Ворча, ушла камеристка.
– Давно уж это. Но я не забыла… Сорок, почитай, лет тому назад… Как пришло время государыне Елисавете кончаться… в тот самый год… тоже гроза поздней осенью грянула… Вот, вот такая же сильная… И деревья трепались по ветру, и стонало в парке… И дождь хлестал… А молнии… Вот, вот, как эти… Помилуй, Господи… Как близко ударило… Грохот какой…
Она закрыла руками глаза.
Зубов должен был сделать усилие, чтобы преодолеть невольный страх, навеянный воспоминаниями Екатерины, сильным блеском молнии и грохотом громового раската, так некстати грянувшего в этот миг.

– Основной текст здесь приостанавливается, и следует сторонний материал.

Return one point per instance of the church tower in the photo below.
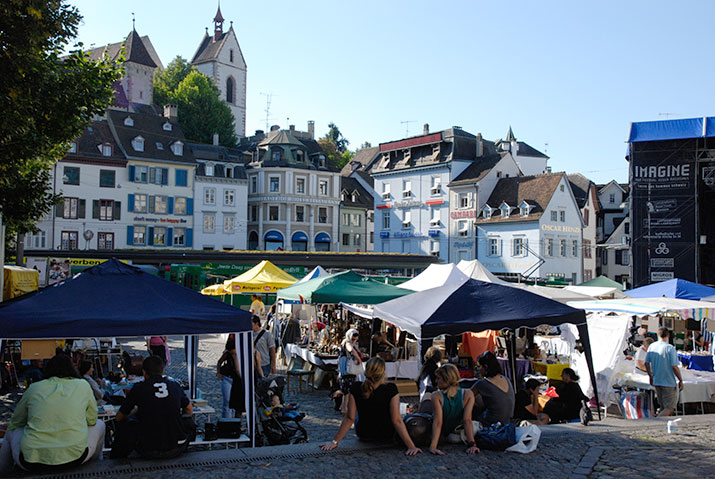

Но он сейчас же громко, хотя и принуждённо, расхохотался:
– Ваше величество… неужели вы забыли опыты скромного друга вашего с этим электрическим спектаклем, который сейчас столь пугает вашу расстроенную душу? Не желаю покидать вашего величества. Не уйду от тебя, матушка, то бы можно спустить мой змей золочёный. Вот бы искр принесло. Что осенью гроза, тоже понятно. Лето позднее стояло, жаркое. Осень – тёплая необычно. И собралось довольно зарядов в облаках наверху и в земле. Вот и чудо всё. Быть может, так оно случилось и в год смерти той покойной государыни.
– Так явилось оно и в год смерти твоей государыни, – грустным, значительным тоном произнесла императрица, не отводя глаз от окна, за которым бушевала гроза и буря.
– Что вы, что вы, матушка, ваше величество! – начал было Зубов, но затих и тоже посмотрел в окно.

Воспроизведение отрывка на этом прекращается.